Tag der offenen Tür in Bonn

Gauck und Merkel zu Besuch in der Bundesstadt

Daniela Schadt, die Lebensgefährtin des Bundespräsidenten, steht mit Joachim Gauck und Bundeskanzlerin Angela Merkel im Park vom Palais Schaumburg.

Bonn. Tag der offenen Tür im ehemaligen Bonner Regierungsviertel mit viel Prominenz: Bundespräsident Joachim Gauck und Kanzlerin Angela Merkel statten ihren - inzwischen kaum noch genutzten - Amtssitzen am Rhein einen Besuch ab.

Am Nachmittag kamen Joachim Gauck und seine Lebensgefährtin Daniela Schadt in Begleitung von Oberbürgermeister Jürgen Nimptsch und dessen Frau Hanne Hufschmid zum Stand vor der Villa Hammerschmidt. Gern posierte der Bundespräsident noch einmal  für Fotografen, die ihn mit der Beethoven-Figur ablichten woltlen.

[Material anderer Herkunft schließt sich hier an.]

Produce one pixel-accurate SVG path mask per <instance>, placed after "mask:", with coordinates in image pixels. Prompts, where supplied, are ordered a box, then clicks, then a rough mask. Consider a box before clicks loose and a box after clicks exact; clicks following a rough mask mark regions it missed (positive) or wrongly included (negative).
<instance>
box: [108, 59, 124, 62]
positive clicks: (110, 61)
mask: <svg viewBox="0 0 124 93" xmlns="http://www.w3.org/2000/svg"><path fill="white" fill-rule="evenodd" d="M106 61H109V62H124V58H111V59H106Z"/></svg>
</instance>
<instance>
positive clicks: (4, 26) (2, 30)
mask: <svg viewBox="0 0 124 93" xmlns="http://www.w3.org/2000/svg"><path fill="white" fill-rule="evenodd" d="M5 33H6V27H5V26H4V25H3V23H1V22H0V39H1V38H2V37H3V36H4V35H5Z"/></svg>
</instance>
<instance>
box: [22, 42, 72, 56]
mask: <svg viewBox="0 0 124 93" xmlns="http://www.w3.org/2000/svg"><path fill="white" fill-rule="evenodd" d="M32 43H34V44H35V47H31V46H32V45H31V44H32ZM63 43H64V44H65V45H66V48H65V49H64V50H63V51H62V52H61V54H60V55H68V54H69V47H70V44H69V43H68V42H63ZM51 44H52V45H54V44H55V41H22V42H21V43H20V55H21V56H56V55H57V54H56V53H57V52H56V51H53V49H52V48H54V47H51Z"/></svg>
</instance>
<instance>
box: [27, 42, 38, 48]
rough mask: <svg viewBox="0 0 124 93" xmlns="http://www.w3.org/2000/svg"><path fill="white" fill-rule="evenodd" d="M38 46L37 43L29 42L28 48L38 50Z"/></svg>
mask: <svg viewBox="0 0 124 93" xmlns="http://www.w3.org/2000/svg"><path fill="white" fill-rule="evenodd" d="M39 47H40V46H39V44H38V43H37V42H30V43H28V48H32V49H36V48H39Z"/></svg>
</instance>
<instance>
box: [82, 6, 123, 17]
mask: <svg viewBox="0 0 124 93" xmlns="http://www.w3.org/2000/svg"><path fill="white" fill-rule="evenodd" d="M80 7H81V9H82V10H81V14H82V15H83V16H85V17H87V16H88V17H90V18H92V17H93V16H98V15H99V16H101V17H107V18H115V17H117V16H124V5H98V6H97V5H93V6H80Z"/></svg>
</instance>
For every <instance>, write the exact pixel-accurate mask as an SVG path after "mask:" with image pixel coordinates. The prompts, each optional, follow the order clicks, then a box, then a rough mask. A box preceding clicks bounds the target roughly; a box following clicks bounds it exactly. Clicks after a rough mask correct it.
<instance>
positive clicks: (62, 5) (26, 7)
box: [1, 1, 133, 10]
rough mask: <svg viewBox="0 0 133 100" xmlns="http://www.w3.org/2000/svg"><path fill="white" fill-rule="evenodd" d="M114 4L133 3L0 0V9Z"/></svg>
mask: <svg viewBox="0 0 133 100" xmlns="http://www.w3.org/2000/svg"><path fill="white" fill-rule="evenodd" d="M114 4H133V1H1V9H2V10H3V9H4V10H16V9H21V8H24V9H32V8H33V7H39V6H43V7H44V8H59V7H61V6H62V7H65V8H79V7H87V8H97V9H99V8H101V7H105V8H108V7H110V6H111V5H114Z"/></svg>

Am Stand des Jugendamtes, wo Spiele für die Jüngsten angeboten werden, schaute er den kleinen Gästen über die Schulter, die gerade ihre Wünsche an den Bundespräsidenten zu Papier bringen.  Gauck und seine Partnerin nahmen sich viel Zeit für den Rundgang. Sie werden noch eine Nacht in der Villa Hammerschmidt verbringen. Angela Merkel hat Bonn bereits wieder verlassen müssen. Der nächste Termin wartete.

Vor den Toren zur Villa Hammerschmidt und zum Palais Schaumburg war Geduld angesagt. Viele Menschen standen in langen Schlangen an und warteten auf Einlass. Das Palais Schaumburg hat übrigens vorerst das letzte Mal seine Türen fürs Volk geöffnet. Ab Montag rücken die Bauarbeiter an, weil der Bau innen wie außen umfangreich saniert werden muss.  Die Arbeiten werden einige Jahre in Anspruch nehmen.

[kein Linktext vorhanden]Auch der Kanzlerbungalow mitten im weitläufigen Park stand bei den Besuchern hoch im Kurs. Sie kamen zahlreich: Stadtsprecherin Monika Hörig meldete, dass bisher rund 8000 Bürger die beiden geschichtsträchtigen Orte der Bundesrepublik besucht haben. Viele Besucher bedauern, dass der einstige Neubau des Kanzleramts gleich daneben, in dem heute das Entwicklungsministerium zu Hause ist, für die Öffentlichkeit nicht zugänglich ist.